Naar inhoud springen

Portaal:Insecten/Uitgelicht/47

Uit Wikipedia, de vrije encyclopedie

Kevers (Coleoptera) zijn insecten waarbij de voorvleugels veranderd zijn in harde schilden die de achtervleugels bedekken. Ze vormen de grootste orde van de insecten en zijn vanwege het wereldwijde voorkomen en de enorme soortenrijkdom samen met de vlinders een van de weinige insectengroepen die bij het grote publiek bekend is. De schattingen van het aantal keversoorten variëren naargelang van de auteur: van "veel meer dan 300.000 beschreven soorten" tot 500.000 soorten (peildatum 1987), wat overeenkomt met 40% van alle insectensoorten. Men weet dat er nog veel soorten níet beschreven zijn.
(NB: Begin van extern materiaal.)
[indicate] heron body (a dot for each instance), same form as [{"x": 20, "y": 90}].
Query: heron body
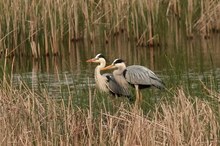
[
  {"x": 138, "y": 76},
  {"x": 106, "y": 82},
  {"x": 142, "y": 76}
]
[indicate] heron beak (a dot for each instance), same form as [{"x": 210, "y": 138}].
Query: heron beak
[
  {"x": 91, "y": 60},
  {"x": 108, "y": 67}
]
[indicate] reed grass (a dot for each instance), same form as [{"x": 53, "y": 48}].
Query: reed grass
[
  {"x": 30, "y": 118},
  {"x": 47, "y": 23}
]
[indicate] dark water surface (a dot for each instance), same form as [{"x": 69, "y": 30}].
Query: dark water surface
[{"x": 178, "y": 61}]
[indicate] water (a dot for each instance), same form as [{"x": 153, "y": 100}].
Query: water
[{"x": 178, "y": 61}]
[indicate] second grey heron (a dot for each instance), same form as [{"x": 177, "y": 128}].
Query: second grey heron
[
  {"x": 136, "y": 75},
  {"x": 106, "y": 82}
]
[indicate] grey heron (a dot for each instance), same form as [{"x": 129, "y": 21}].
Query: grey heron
[
  {"x": 106, "y": 82},
  {"x": 138, "y": 76}
]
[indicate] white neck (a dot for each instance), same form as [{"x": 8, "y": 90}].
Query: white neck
[{"x": 100, "y": 80}]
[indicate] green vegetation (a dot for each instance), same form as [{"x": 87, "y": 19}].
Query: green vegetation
[
  {"x": 29, "y": 118},
  {"x": 41, "y": 25}
]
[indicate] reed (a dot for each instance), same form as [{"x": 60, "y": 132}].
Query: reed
[
  {"x": 30, "y": 118},
  {"x": 48, "y": 23}
]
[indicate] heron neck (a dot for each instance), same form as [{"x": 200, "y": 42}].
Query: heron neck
[
  {"x": 97, "y": 70},
  {"x": 100, "y": 80}
]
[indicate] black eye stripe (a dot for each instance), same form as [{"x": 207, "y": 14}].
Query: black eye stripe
[
  {"x": 100, "y": 56},
  {"x": 118, "y": 61}
]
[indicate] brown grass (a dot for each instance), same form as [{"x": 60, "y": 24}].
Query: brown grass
[{"x": 28, "y": 118}]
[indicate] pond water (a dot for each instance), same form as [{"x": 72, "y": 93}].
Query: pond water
[{"x": 178, "y": 61}]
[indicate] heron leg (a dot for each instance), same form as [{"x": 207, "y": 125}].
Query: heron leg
[{"x": 137, "y": 95}]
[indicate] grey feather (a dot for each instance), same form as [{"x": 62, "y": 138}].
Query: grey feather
[
  {"x": 142, "y": 76},
  {"x": 114, "y": 87}
]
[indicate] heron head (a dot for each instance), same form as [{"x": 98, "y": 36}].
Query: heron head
[
  {"x": 117, "y": 63},
  {"x": 99, "y": 58}
]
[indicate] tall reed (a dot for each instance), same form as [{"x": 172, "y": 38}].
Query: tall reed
[{"x": 39, "y": 27}]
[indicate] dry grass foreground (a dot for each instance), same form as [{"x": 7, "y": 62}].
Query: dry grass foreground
[{"x": 30, "y": 119}]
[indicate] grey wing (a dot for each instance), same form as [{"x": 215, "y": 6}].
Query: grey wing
[
  {"x": 140, "y": 75},
  {"x": 114, "y": 87}
]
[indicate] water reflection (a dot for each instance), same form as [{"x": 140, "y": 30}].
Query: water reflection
[{"x": 180, "y": 62}]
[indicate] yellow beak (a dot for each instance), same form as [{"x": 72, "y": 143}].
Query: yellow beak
[
  {"x": 108, "y": 67},
  {"x": 91, "y": 60}
]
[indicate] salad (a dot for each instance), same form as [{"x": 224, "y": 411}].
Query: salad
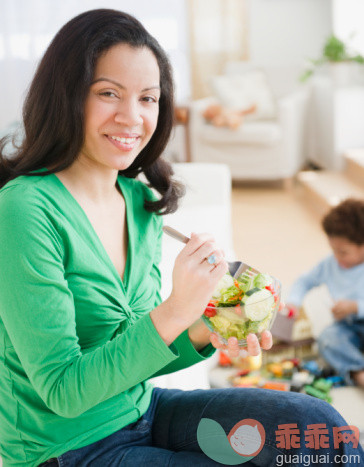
[{"x": 239, "y": 306}]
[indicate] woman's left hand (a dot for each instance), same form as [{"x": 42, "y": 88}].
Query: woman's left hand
[{"x": 253, "y": 347}]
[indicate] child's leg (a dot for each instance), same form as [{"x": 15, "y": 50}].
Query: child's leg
[
  {"x": 178, "y": 414},
  {"x": 340, "y": 344}
]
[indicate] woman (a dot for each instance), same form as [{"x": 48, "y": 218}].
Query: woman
[{"x": 82, "y": 323}]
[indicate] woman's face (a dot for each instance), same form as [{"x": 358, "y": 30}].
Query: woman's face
[{"x": 121, "y": 110}]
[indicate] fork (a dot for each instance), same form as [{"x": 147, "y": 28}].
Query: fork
[{"x": 236, "y": 268}]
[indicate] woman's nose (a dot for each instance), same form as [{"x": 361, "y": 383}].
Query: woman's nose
[{"x": 129, "y": 113}]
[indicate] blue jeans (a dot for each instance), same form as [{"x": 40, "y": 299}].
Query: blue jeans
[
  {"x": 341, "y": 345},
  {"x": 166, "y": 434}
]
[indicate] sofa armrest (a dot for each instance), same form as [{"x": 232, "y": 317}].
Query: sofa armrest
[{"x": 292, "y": 114}]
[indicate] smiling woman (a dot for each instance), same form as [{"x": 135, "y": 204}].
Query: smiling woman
[
  {"x": 121, "y": 108},
  {"x": 82, "y": 324}
]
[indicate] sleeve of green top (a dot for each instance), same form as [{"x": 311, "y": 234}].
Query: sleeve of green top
[
  {"x": 37, "y": 309},
  {"x": 188, "y": 355}
]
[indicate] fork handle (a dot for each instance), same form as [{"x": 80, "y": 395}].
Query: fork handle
[{"x": 175, "y": 234}]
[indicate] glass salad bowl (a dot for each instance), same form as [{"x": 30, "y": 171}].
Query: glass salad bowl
[{"x": 243, "y": 306}]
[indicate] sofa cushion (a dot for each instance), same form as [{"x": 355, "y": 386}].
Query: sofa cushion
[
  {"x": 262, "y": 132},
  {"x": 241, "y": 91}
]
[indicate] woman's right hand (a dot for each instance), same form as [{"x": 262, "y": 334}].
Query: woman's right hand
[{"x": 194, "y": 279}]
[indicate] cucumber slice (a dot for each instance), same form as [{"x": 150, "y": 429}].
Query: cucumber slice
[{"x": 258, "y": 304}]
In Europa komen zo'n 20.000 soorten voor. In Nederland en België komen ca. 4.000 soorten kevers voor, waaronder veel waterkevers zoals de geelgerande watertor en het schrijvertje. Bekende landkevers zijn de lieveheersbeestjes, de boktorren en de bladhaantjes.

Etymologie[brontekst bewerken]

Het woord kever stamt waarschijnlijk af van het Middelhoogduitse këver of kevere, wat kaak betekent in het Nederlands. Deze naam werd toen wel vaker gebruikt voor ongedierte dat landbouwgewassen aantastte door eraan te knagen, en had derhalve bijvoorbeeld ook betrekking op de sprinkhanen en koolrupsen.